Science fiction and verb conjugations

Past, present and future are not enough

Science fiction writers imagine whole new universes and explore their possibilities, as we’ve mentioned before.  Perhaps they need to think about the changes in language that go along with them.

Our tutoring consultant works next to a tutor specializing in English.  Recently the discussion in the next cubicle has turned to verb tenses, and what confusion might arise from the invention of a time machine.  Our example: suppose some event in your past annoyed you.  You travel back in time and arrange that it not happen.  Back in your own time, how do you describe the event that now had never happened, but once—in some way—had occurred?  Well, the grammatical problems of time travel have been explored at least once, in Douglas Adams’ The Restaurant at the End of the Universe, though he offered no practical resolution.

Other problems arise.  In the Calvin and Hobbes comic strip, which contains quite a bit of science fiction (much to the annoyance of Calvin’s parents), of course Calvin does some time traveling.  In one case he goes forward and back until there are three of him arguing with each other.  In this case we need a first-person singular/plural conjugation, to cover all the Calvins as opposed to just one of them.

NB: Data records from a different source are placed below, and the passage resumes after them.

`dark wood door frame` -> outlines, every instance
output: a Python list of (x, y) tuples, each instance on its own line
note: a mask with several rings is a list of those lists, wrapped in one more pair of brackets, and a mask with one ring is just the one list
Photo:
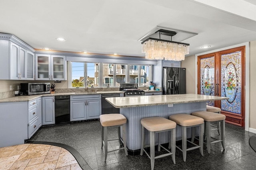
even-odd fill
[[(215, 83), (220, 85), (221, 86), (221, 55), (241, 51), (241, 114), (233, 113), (230, 111), (222, 111), (221, 113), (226, 116), (226, 121), (234, 125), (244, 128), (245, 117), (245, 46), (239, 47), (227, 50), (223, 50), (215, 53), (207, 54), (198, 56), (198, 83), (197, 93), (200, 94), (200, 59), (211, 57), (214, 57)], [(221, 96), (221, 88), (214, 88), (214, 96)], [(217, 90), (218, 90), (218, 91)], [(221, 102), (217, 101), (215, 102), (215, 106), (221, 107)]]

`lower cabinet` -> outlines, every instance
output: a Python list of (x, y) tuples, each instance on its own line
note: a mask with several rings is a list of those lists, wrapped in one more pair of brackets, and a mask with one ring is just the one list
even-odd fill
[(28, 102), (0, 103), (0, 148), (28, 139)]
[(42, 97), (42, 125), (55, 123), (54, 97)]
[(70, 121), (98, 119), (100, 115), (100, 94), (70, 96)]

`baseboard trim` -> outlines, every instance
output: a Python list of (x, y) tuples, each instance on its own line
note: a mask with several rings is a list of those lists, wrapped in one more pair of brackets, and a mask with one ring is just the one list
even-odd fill
[(253, 133), (256, 133), (256, 129), (249, 127), (249, 131), (250, 132), (252, 132)]

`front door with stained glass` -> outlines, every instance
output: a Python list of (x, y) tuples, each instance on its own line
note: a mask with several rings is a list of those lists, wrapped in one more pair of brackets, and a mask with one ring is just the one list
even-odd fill
[(226, 100), (208, 101), (221, 108), (226, 121), (244, 126), (244, 47), (198, 57), (198, 93), (227, 97)]

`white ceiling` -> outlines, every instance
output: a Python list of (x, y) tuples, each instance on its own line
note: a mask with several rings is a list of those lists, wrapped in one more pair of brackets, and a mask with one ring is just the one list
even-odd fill
[(35, 49), (143, 57), (158, 25), (198, 34), (187, 55), (256, 40), (256, 0), (0, 0), (0, 32)]

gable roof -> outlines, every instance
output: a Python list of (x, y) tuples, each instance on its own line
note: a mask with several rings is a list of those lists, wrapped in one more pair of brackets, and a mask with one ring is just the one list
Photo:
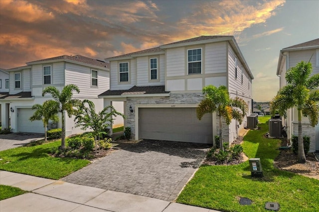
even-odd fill
[(144, 50), (139, 51), (132, 53), (126, 54), (124, 55), (119, 55), (115, 57), (106, 58), (105, 60), (108, 61), (112, 61), (118, 60), (128, 60), (134, 58), (135, 57), (142, 56), (146, 55), (152, 55), (159, 54), (164, 54), (164, 50), (170, 48), (175, 48), (178, 47), (185, 46), (191, 45), (203, 44), (209, 43), (215, 43), (223, 41), (228, 41), (231, 47), (234, 49), (236, 55), (238, 56), (238, 59), (243, 64), (243, 66), (245, 69), (247, 71), (249, 76), (252, 79), (254, 79), (254, 76), (247, 64), (247, 62), (244, 58), (239, 47), (237, 45), (235, 38), (233, 36), (201, 36), (196, 37), (195, 38), (190, 38), (182, 41), (176, 41), (167, 44), (162, 45), (158, 47), (152, 49), (148, 49)]
[(53, 58), (46, 58), (45, 59), (39, 60), (37, 61), (32, 61), (26, 63), (26, 65), (34, 65), (43, 63), (43, 62), (59, 62), (59, 61), (68, 61), (68, 62), (77, 62), (83, 64), (89, 64), (95, 66), (103, 68), (108, 68), (109, 64), (104, 61), (99, 60), (93, 59), (92, 58), (88, 58), (82, 56), (82, 55), (75, 55), (74, 56), (69, 56), (68, 55), (62, 55)]

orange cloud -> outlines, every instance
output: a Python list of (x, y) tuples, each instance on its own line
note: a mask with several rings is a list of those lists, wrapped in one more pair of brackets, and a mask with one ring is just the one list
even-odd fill
[(48, 12), (40, 6), (25, 1), (1, 0), (0, 9), (2, 15), (28, 23), (54, 18), (52, 12)]

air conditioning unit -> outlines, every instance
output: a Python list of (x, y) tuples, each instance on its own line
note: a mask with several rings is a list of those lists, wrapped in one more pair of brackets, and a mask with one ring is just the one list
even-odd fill
[(269, 119), (269, 135), (268, 138), (282, 138), (281, 133), (281, 120), (280, 119)]
[(258, 124), (258, 115), (252, 114), (247, 116), (247, 128), (256, 129)]

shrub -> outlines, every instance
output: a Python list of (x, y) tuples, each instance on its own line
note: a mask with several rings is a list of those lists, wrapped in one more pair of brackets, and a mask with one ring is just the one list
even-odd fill
[(216, 144), (216, 147), (219, 148), (219, 136), (215, 136), (215, 143)]
[(125, 137), (125, 139), (127, 140), (131, 139), (132, 135), (131, 133), (130, 127), (128, 127), (125, 128), (125, 130), (124, 130), (124, 137)]
[(215, 153), (214, 156), (218, 163), (222, 163), (227, 160), (228, 156), (228, 151), (221, 150), (218, 153)]
[[(305, 154), (307, 154), (309, 151), (310, 148), (310, 137), (305, 136), (304, 139), (304, 151)], [(298, 154), (298, 137), (293, 135), (291, 138), (293, 147), (293, 152), (295, 154)]]
[(92, 151), (95, 146), (94, 138), (83, 137), (82, 138), (82, 144), (83, 146), (83, 150)]
[(80, 138), (68, 139), (67, 141), (68, 146), (72, 150), (79, 149), (82, 145), (82, 139)]
[(61, 139), (62, 129), (61, 128), (53, 129), (48, 130), (46, 133), (48, 139)]
[(243, 147), (241, 145), (235, 144), (234, 146), (230, 147), (230, 151), (233, 158), (238, 158), (240, 153), (243, 152)]
[(108, 149), (112, 147), (112, 139), (104, 139), (100, 140), (100, 146), (105, 149)]

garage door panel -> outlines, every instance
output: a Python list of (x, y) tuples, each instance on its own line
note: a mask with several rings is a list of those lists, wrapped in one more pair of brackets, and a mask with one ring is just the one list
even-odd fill
[(201, 121), (195, 108), (140, 108), (140, 138), (212, 142), (212, 118), (206, 114)]

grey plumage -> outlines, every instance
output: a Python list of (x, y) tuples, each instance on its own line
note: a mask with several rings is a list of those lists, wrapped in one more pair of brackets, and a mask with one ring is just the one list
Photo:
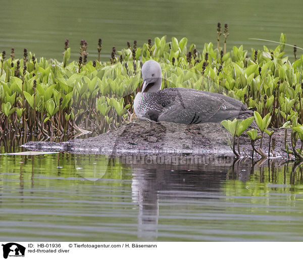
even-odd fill
[[(144, 67), (148, 61), (153, 62), (149, 65), (146, 75)], [(142, 67), (144, 89), (142, 93), (138, 93), (134, 104), (136, 114), (141, 119), (191, 124), (234, 118), (243, 119), (253, 112), (241, 101), (218, 93), (185, 88), (160, 90), (159, 78), (150, 79), (153, 66), (160, 66), (152, 60), (146, 62)], [(153, 90), (150, 91), (152, 87)]]

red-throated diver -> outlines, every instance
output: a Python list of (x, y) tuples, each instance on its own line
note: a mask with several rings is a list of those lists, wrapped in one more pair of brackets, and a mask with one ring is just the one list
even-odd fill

Or consider the episode where Calvin builds a duplicator and duplicates himself.  We need a first/first person singular, to be used by one duplicate alone; a first/second, for one duplicate talking to another; a first/third, for one duplicate talking about another; and similar constructions for the second and third person, when someone talks to or about a duplicate.  It’s no wonder that Calvin’s parents, teachers and classmates have trouble understanding him: they simply don’t have the language to cover it.

Other languages do make number distinctions that don’t exist in modern English.  Old English and Gaelic distinguish between one, a pair, and higher numbers; Russian shifts the construction of some noun cases at five objects.  So developing grammar to cover science-fiction situations is certainly possible.  We throw out this challenge to science fiction authors: create the proper language for your imagined universe!  (Of course, requiring people to learn an extended English grammar in order to read your books will cut into sales a bit.)

Meanwhile, our physicist reminds us that languages develop slowly and not always logically.  Even after almost a century, we still don’t have a form of the verb “to be” that adequately covers the situation of Schrödinger’s Cat.